В будущее — Абеляр, расшатывающий авторитетность текста, разрушающий его твердокаменность, обнаруживающий не столько его истинное бытие, сколько истиноподобное его существование. Обнаруживающий его неустойчивость, неустроенность и потому единственность. Причем эта неуравновешенность обнаруживается в тексте с самого первого шага — как только Абеляр приступает к его чтению. Разработка научения читать текст и есть Абелярова учительская ученость в сфере чтения. Но вся эта наука лишь при полной развернутости колеблет текст в его исходных основаниях, обнаруживая его глубинную "основательную" — неуравновешенность. Все становится истиноподобным, и ничто — истинным. Всеобщий смысл-текст, по ходу саморазвивающегося по собственной логике научения — умения читать, освобождает сам себя, будучи до конца прочитанным, от какой бы то ни было святости — авторитетности, представая внимательному словоиспытательскому взору читателя ничтожным и немощным смыслом. Нет! Вовсе даже не смыслом, а Христом-учеником, Христом-человеком, готовым внимать всему и всем — сложить собственную свою голову в этой личной и единственной жертвенно человеческой всеготовности, чтобы стать — тем и стать! — словом-образом-авторитетом-смыслом для всех: всесильным и всемогущим.

Личный опыт — в "учебник" для всех? Мгновение смертной жизни представить как длящееся вечно?..

Такова диалектика этой учености, при которой умение читать текст тотчас же оборачивается глубинным разрушением иного, тоже по преимуществу средневекового, умения — умения чтить текст. Потому что уметь чтить текст как раз и означает не уметь (в Абеляровом смысле) его читать.

В результате, как и прежде: научить читать текст невозможно.
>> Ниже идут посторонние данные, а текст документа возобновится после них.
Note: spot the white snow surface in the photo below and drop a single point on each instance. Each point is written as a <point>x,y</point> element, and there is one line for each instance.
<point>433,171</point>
Но возможно читать-чтить его: верить начертанному, всей душою проживать начертанное, будучи наведенным на смысл начертанного всею мощью школярской выучки, всею праздничностью магистерской игры.

Еще одна ученая иллюзия, искушение которой оказалось совершенно необходимым в культуре европейского средневековья — культуре авторитетных текстов.

Но что такое авторитетный — для средних веков, конечно — текст? Это, во-первых, авторитарный текст, а во-вторых, личностно-уникальный текст. "Да и нет" Абеляра как раз и обнаруживает внутреннюю, исторически и логически обусловленную, противоречивость средневекового текста. Учёным образом обнаруживает.

Но, обнаружив сие, тот же метод "да" и "нет" обнаруживает и другое: принципиальную нетождественность ученого человека средних веков, по-абеляровски читающего текст, и среднего человека тех же веков, чтущего текст.

Проверка — вера...

Больше того. Для среднего средневекового человека есть своя, для него писанная, усредненная в социуме средневековая ученость (не художественно, как у Алкуина, представленная, а попросту — ученость середняков). Она-то как раз и прихлопнула на время (а думала, что навсегда) магистра Петра Абеляра.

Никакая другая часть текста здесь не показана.